# Data preproceessing

## Download data and define dataset class.

In [0]:
%%capture
!pip install transformers
!pip install pytorch-pretrained-bert

In [0]:
import torch
from torch.utils.data import Dataset
from pytorch_pretrained_bert import BertTokenizer
import pandas as pd
import numpy as np
from os.path import exists

class MT_Dataset(Dataset):

    def __init__(self, mode, maxlen):

      self.mode = mode

      #Download data
      if not exists('ende_data.zip'):
        !wget -O ende_data.zip https://competitions.codalab.org/my/datasets/download/c748d2c0-d6be-4e36-9f12-ca0e88819c4d
        !unzip ende_data.zip

      if self.mode == 'train':
        with open("./train.ende.src", "r") as ende_src:
          src = [line.rstrip('\n') for line in ende_src]
        with open("./train.ende.mt", "r") as ende_mt:
          mt = [line.rstrip('\n') for line in ende_mt]
        with open("./train.ende.scores", "r") as ende_scores:
          score = [float(line.rstrip('\n')) for line in ende_scores]

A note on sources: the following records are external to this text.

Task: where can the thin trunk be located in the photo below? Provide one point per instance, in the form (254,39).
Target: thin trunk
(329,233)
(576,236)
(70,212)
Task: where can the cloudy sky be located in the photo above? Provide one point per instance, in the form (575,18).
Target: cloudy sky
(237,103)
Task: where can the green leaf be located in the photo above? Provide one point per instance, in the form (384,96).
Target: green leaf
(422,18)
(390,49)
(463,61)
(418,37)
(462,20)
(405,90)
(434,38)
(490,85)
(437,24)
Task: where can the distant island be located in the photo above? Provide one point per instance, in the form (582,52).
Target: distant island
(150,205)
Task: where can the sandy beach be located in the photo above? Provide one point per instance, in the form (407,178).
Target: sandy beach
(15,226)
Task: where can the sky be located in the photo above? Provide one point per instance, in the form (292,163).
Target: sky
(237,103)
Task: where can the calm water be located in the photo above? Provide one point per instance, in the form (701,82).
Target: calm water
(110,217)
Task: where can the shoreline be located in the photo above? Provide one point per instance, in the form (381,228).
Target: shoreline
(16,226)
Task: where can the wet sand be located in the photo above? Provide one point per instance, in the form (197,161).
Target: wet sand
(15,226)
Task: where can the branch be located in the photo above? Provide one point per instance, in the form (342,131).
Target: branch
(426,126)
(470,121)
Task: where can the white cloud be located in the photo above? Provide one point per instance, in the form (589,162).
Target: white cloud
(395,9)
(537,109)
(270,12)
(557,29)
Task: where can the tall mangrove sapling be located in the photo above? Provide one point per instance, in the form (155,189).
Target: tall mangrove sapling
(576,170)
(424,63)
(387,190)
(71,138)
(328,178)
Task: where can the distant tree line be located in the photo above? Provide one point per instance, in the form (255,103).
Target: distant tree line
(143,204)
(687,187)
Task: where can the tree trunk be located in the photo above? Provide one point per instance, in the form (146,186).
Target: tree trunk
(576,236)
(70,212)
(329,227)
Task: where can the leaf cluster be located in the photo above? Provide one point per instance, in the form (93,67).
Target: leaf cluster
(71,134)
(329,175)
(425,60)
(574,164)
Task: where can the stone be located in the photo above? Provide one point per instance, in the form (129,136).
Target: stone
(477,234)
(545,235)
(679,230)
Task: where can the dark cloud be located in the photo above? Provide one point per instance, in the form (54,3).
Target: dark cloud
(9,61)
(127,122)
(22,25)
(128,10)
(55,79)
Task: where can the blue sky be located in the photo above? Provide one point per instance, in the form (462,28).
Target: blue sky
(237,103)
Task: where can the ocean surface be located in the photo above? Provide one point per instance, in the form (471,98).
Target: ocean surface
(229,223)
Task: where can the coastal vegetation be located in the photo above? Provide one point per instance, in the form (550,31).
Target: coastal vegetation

      elif self.mode == 'dev':
        with open("./dev.ende.src", "r") as ende_src:
          src = [line.rstrip('\n') for line in ende_src]
        with open("./dev.ende.mt", "r") as ende_mt:
          mt = [line.rstrip('\n') for line in ende_mt]
        with open("./dev.ende.scores", "r") as ende_scores:
          score = [float(line.rstrip('\n')) for line in ende_scores]

      elif self.mode == 'test':
        with open("./test.ende.src", "r") as ende_src:
          src = [line.rstrip('\n') for line in ende_src]
        with open("./test.ende.mt", "r") as ende_mt:
          mt = [line.rstrip('\n') for line in ende_mt]

      elif self.mode == 'traindev':
        with open("./train.ende.src", "r") as ende_src:
          src_t = [line.rstrip('\n') for line in ende_src]
        with open("./train.ende.mt", "r") as ende_mt:
          mt_t = [line.rstrip('\n') for line in ende_mt]
        with open("./train.ende.scores", "r") as ende_scores:
          score_t = [float(line.rstrip('\n')) for line in ende_scores]
        with open("./dev.ende.src", "r") as ende_src:
          src_d = [line.rstrip('\n') for line in ende_src]
        with open("./dev.ende.mt", "r") as ende_mt:
          mt_d = [line.rstrip('\n') for line in ende_mt]
        with open("./dev.ende.scores", "r") as ende_scores:
          score_d = [float(line.rstrip('\n')) for line in ende_scores]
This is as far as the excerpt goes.